Bäume pflanzen gegen den Klimawandel?

Bäume und Wälder sind für das Klima wichtig, denn sie nehmen das Treibhausgas CO2 auf und setzen Sauerstoff frei. Dadurch tragen sie dazu bei, die Temperaturen auf der Erde stabil zu halten. Je mehr Bäume es gibt, desto mehr CO2 kann folglich gebunden werden. Und intakte Wälder helfen nicht nur dem Klima, sondern sind auch Lebensraum zahlreicher Tiere und Pflanzen und tragen so zur Artenvielfalt bei. Die ETH Zürich kam 2019 in einer großen Studie zum Ergebnis, dass wir den Klimawandel aufhalten können, wenn wir weltweit massiv aufforsten. Dazu müssten wir neue Wälder mit einer Fläche pflanzen, die der Größe der Vereinigten Staaten entspricht. Kritiker geben dabei zu bedenken, dass nicht alle Flächen, die die Forscher für die Aufforstung vorsehen, auch geeignet seien. Die Tundra etwa sei zu kalt, um dort Mischwälder zu pflanzen.

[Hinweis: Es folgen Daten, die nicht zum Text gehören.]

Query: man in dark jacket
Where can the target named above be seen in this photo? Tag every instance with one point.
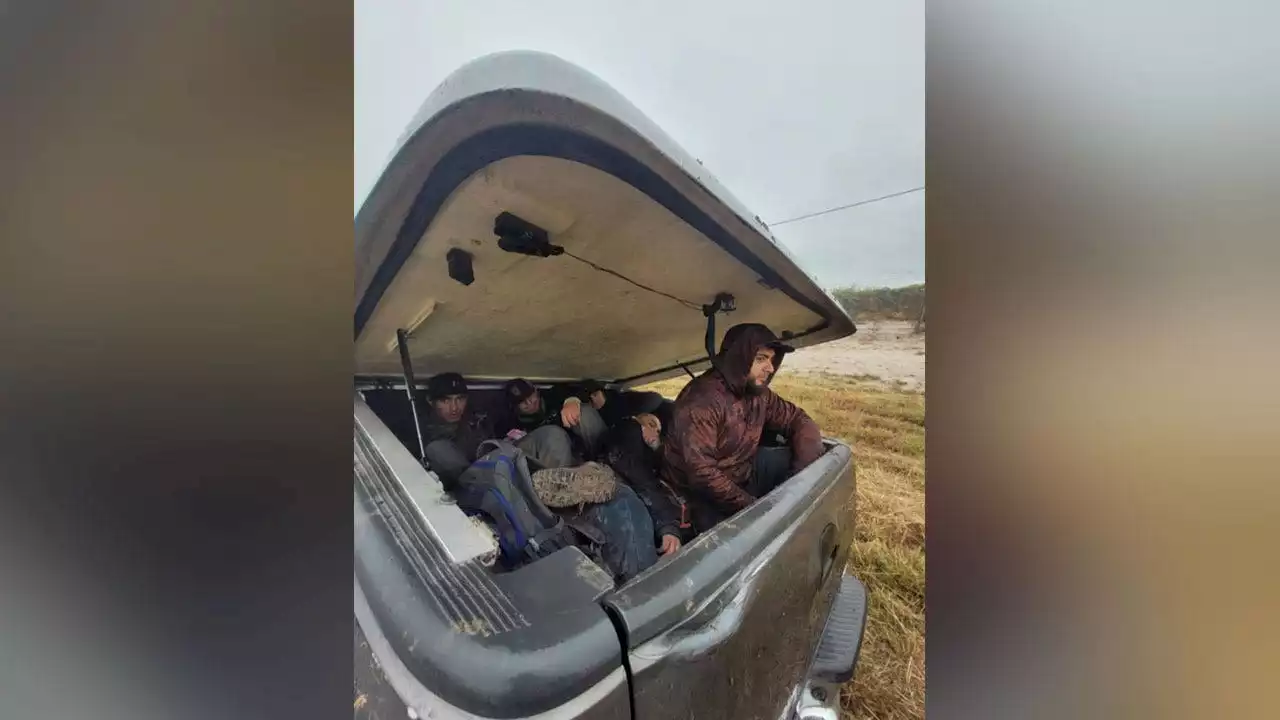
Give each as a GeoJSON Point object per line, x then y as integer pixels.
{"type": "Point", "coordinates": [617, 406]}
{"type": "Point", "coordinates": [535, 414]}
{"type": "Point", "coordinates": [451, 432]}
{"type": "Point", "coordinates": [713, 450]}
{"type": "Point", "coordinates": [632, 451]}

Damit Aufforstung gegen den Klimawandel hilft, müssen verschiedene Bedingungen erfüllt sein: Ein Baum muss wachsen und braucht Pflege und Wasser: Je älter Bäume sind, desto mehr CO2 können sie speichern. Baum ist nicht gleich Baum: Nicht jede Baumart speichert gleich viel CO2. Außerdem sind Mischwälder bessere CO2-Speicher als Monokulturen und gleichzeitig weniger anfällig für Schädlinge wie beispielsweise Borkenkäfer. Auch Stürmen fallen Monokulturen schneller zum Opfer als Mischwälder, die beständiger sind. Zudem sind Bäume nicht die einzigen CO2-Speicher auf der Erde. Moore können laut Umweltschutzorganisationen weltweit sogar doppelt so viel CO2 speichern wie Wälder.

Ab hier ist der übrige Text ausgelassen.